Amerika als diabolisches Idyll

Philip Roth geht ins Detail

Von Sebastian DomschRSS-Newsfeed neuer Artikel von Sebastian Domsch

Besprochene Bücher / Literaturhinweise

Philip Roth ist ein alter Mann. Auf mehr als zwanzig Romane kann er zurückblicken, ein ertragreiches schriftstellerisches Leben, in dem er mehr als einmal seine Leserschaft zu schockieren und in gegensätzliche Lager zu spalten vermochte. Vor allem seine frühen Bücher, etwa "Portnoys Beschwerden", provozierten so sehr, daß manche Kritiker sie als pornographische Machwerke konsumierten.

Sein neuer Roman "Amerikanisches Idyll" wird keine derartigen Reaktionen auslösen. Der angry young man ist alt geworden und wohl auch etwas ruhiger, was jedoch nicht heißt, daß er nicht mehr über beißenden Witz verfügt sowie über den Willen, dort zuzubeißen, wo es weh tut. So erzählt er uns die Geschichte der Familie Levov und ihrer Versuche, den amerikanischen Traum zu verkörpern, als unweigerliche Fahrt in den Abgrund.

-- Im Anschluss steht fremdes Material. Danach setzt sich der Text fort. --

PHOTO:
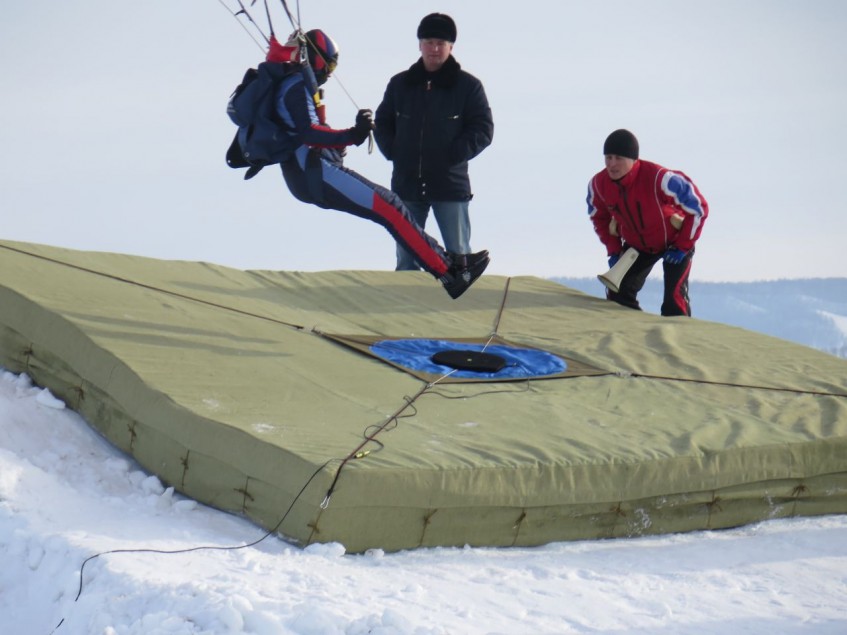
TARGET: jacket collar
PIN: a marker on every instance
(630, 176)
(445, 76)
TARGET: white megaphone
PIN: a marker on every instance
(612, 278)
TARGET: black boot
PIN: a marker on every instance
(463, 272)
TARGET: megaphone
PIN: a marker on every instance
(612, 278)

Wie auch in anderen Romanen spielt Roth mit dem autobiographischen Element seines Romans, mit der Beziehung zwischen dem Autor Philip Roth, dem Erzähler-Schriftsteller Zuckerman und den Levovs. Die Geschichte der Levovs ist Teil einer komplexen Erzählsituation, in der sich der wohlbekannte Autor Nathan Zuckermann an Seymour Levov, genannt "der Schwede", erinnert, den er als Jugendlicher bewundert hat und der ihm als alter Mann wieder begegnet. Fasziniert von diesem späten Wiedersehen versucht Zuckerman, die Geschichte des Schweden zu erfahren, bis er an einen Punkt gerät, an dem er davon abläßt, über Informationen Dritter ein nachprüfbares Bild zu zeichnen, über verschiedene Möglichkeiten von Levovs Lebensweg zu reflektieren: Von diesem Augenblick an erfindet er eine dieser Möglichkeiten, beschreibt diese Lebensfiktion, als wäre sie real, und macht sie zur Wirklichkeit, die bis zum Ende nicht mehr angezweifelt werden kann.

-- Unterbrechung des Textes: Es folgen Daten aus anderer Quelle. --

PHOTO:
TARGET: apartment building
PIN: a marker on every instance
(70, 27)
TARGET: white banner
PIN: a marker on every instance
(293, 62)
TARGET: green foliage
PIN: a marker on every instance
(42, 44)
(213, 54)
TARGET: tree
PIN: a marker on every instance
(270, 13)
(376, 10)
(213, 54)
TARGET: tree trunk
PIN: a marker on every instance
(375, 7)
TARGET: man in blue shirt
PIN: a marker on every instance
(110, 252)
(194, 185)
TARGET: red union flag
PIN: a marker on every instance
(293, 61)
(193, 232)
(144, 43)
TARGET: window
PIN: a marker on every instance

Ohne die Attitüde des avantgardistischen Schriftstellers unterläuft Roth die Form des Romans zugunsten der literarischen Form der Idylle, die uns hier in ihrer aktualisierten Form begegnet. Gemäß der Tradition der Idyllendichtung beschreibt Roth eine bukolische Schäferszenerie, die jedoch nur in der Vorstellung des Schweden existiert: Er identifiziert sich im Bewußtsein seines größten Glückes mit der amerikanischen Legende Johnny Apleseed. Der ständige Kontrast zu diesem Landleben ist das großstädtische Newark, dessen Straßen, Häuser und Unterführungen vor allem in den Schilderungen der blutigen Rassenunruhen von 1967 dämonischen Charakter annehmen. Der eigentliche Zusammenbruch des amerikanischen Traumes allerdings wird personifiziert durch Levovs Tochter, die sich dem unbedingten Anpassungswillen ihres Vaters durch eine ebenso unbedingte Abgrenzung entgegenstellt. Diese Haltung bringt sie schließlich dazu, ein Postamt in die Luft zu jagen. Das läßt die Idylle des Vaters zusammenbrechen; zurück bleibt nur noch die Idyllenmalerei, die erstarrte Fassade der glücklichen amerikanischen Familie.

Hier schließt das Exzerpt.